# Solved: Folder Redirect, grrrr



## caseygill03 (Jun 12, 2010)

Runing small home network. Trying to use Folder redirect. Running Server 2008 Ent, and win7 64bit on workstation. If I log into server via RDP. folder redirect works fine. Logging into workstation, folder redirect does not work. Not a hardware issue, workstation is hardwired. Checked permissions and sharing the redirected folder's parrent directory. Workstation alwayz sayz Access is Denied.... I have been checking permisions, shares, group policies, user accounts for the past 6 hours... 6 billion brownie points for whoever solves it.

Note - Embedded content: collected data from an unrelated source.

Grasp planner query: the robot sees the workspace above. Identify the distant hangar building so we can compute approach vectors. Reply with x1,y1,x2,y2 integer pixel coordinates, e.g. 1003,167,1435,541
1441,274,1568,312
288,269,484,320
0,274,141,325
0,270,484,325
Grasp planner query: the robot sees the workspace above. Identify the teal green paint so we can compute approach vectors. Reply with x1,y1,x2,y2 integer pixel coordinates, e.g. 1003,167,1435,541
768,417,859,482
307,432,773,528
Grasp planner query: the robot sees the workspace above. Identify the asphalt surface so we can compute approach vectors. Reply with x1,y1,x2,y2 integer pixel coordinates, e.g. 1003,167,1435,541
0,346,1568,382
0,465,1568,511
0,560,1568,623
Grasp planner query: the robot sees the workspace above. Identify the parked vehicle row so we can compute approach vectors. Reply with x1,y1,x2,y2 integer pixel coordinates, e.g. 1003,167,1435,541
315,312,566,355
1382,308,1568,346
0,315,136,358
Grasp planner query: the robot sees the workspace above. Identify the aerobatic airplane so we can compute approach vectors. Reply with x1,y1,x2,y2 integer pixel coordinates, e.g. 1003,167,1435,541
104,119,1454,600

Edit: I can browse to the directory from the workstation fine


----------



## digitalsatori (Apr 28, 2010)

How are you using folder redirection, through a GPO? If so, is the workstation in the same OU that the GPO is linked to? If you're using local policies, do you have the folder redirection set up on the workstation (using gpedit.msc)?

Also, check the "Properties" of My Documents on the workstation; this will help to see if the folder redirection is being applied.


----------



## caseygill03 (Jun 12, 2010)

Ended up resolving it last night.... it was working before I started making changes (figures) Never had it applied to the workstation, yes was using a linked GPO applied to the User but not Computer, but again, it was working before without this. What I ended up doing was redirecting the folders OFF the server to a separate file server. After I did that it worked beautifully, I know it has something to do with permissions. I Rebuilt the folder's permissions while on the server and it never worked, as soon I i did it again for the file server, bingo. So problem resolved, thanks for the help


----------